Ce manque d'épargne retraite est particulièrement criant chez les noirs (60%) et les hispaniques (57%).

Le rapport souligne aussi qu'un grand nombre de familles, particulièrement les moins aisées et celles issues de minorités, se sentent «exclues du progrès économique».

Les prêts sur salaires dans le collimateur des régulateurs

Pour boucler leurs fins de mois, des millions d'Américains ont recours aux prêts sur salaires, des «payday loans» aux taux prohibitifs que les autorités s'apprêtent à réformer pour lutter contre leurs effets dévastateurs sur les finances des ménages.

Pour la première fois, le gouvernement américain entend encadrer au niveau fédéral l'offre de ces microcrédits coûteux. Une proposition de régulation est attendue «dans les semaines qui viennent», affirme-t-on au Consumer Financial Protection Bureau (CFPB), agence gouvernementale créée après la crise financière de 2008, qui travaille déjà depuis plus d'un an à sa rédaction.

Elle pourrait être rendue publique «dès le 2 juin», ont indiqué à l'AFP des sources professionnelles.

«L'idée est qu'on ne veut plus de consommateurs englués dans l'endettement quand ce qui était conçu pour être un prêt à court terme devient une obligation financière durable», résume Samuel Gilford, porte-parole du CFPB.

Ces prêts que l'on obtient en ligne hors du secteur bancaire ou, plus souvent, dans l'une des 20 000 boutiques ayant pignon sur rue, ne dépassent pas 500 dollars pour deux semaines ou un mois. Ils s'adressent à des gens qui ont un revenu et un compte bancaire, car ils sont remboursés par prélèvement sur la prochaine paie de l'emprunteur.

Si celui-ci ne parvient pas à honorer son remboursement, il peut reconduire le prêt et payer une nouvelle commission. S'installe ainsi un cercle vicieux d'endettement auquel les régulateurs veulent mettre fin.

Mauvaise presse

«Le scénario le plus commun est de voir les emprunteurs reconduire leur prêt. À l'échéance, ils vont rembourser l'intérêt, mais pas le principal, et cela de façon répétée pendant des mois. Au bout d'un moment, ils peuvent avoir payé 500 dollars en commissions et toujours devoir le prêt originel de 300 dollars», a expliqué M. Gilford.

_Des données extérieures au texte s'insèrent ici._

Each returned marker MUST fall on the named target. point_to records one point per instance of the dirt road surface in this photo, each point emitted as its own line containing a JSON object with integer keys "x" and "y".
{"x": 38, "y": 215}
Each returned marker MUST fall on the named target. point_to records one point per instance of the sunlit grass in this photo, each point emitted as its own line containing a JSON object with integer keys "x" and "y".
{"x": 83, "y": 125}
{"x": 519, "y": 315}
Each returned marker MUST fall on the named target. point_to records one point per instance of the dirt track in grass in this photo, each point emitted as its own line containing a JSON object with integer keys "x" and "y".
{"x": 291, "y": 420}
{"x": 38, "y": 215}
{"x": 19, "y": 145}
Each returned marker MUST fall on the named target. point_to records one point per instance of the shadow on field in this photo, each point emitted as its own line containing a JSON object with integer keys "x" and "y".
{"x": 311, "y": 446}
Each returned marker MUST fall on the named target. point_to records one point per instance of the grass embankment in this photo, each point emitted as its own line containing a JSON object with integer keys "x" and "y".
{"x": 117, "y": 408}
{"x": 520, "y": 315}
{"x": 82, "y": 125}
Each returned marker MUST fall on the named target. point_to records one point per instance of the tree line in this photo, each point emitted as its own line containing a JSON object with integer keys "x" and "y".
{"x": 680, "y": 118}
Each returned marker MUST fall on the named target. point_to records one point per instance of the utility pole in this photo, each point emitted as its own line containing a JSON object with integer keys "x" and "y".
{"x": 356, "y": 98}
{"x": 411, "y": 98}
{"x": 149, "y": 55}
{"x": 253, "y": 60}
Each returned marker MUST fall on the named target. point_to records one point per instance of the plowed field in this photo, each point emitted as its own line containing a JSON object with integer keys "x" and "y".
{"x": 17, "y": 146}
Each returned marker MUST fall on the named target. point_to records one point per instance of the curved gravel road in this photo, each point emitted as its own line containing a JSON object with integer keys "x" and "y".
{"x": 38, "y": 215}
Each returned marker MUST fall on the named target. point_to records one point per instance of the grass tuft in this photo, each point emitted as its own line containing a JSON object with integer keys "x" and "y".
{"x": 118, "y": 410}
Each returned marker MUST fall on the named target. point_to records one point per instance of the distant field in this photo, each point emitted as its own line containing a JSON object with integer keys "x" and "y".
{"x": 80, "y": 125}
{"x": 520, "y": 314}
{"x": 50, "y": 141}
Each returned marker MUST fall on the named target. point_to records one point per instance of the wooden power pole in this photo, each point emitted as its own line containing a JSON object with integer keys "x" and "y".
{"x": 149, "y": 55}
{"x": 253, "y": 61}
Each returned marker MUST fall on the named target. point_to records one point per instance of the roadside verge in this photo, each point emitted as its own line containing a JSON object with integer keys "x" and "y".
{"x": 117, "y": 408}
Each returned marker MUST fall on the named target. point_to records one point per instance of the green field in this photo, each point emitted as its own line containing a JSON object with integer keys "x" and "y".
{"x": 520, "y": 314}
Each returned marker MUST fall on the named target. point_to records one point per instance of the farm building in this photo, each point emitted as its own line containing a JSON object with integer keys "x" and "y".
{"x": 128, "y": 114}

À raison en moyenne d'une commission de 15 dollars par tranche de 100 dollars prêtés pour deux semaines --le délai fréquent d'une paie aux États-Unis--, le taux d'intérêt annualisé peut approcher les 400%.

«La plupart des emprunteurs payent davantage en commissions que la somme qu'ils ont empruntée», affirme l'ONG Pew Charitable Trusts qui travaille sur le projet de régulation.

Ces prêts ont mauvaise presse, au point que Google vient de bannir sur son site les publicités pour ces emprunts et d'autres, comme les prêts sur carte grise («auto title loans»), où l'on met sa voiture en gage pour obtenir quelques milliers de dollars à des taux très élevés. Pas moins d'un emprunteur sur cinq finit par perdre son véhicule avec ce type d'emprunt, selon une étude du CFPB.

16 millions d'Américains

Mais les professionnels de l'industrie affirment que les «payday loans» sont une source de financement vitale pour «les gens qui ne sont pas servis par les banques», affirme à l'AFP Dennis Shaul, président de la Community Financial Services Association of America (CFSAA) qui regroupe ces prêteurs.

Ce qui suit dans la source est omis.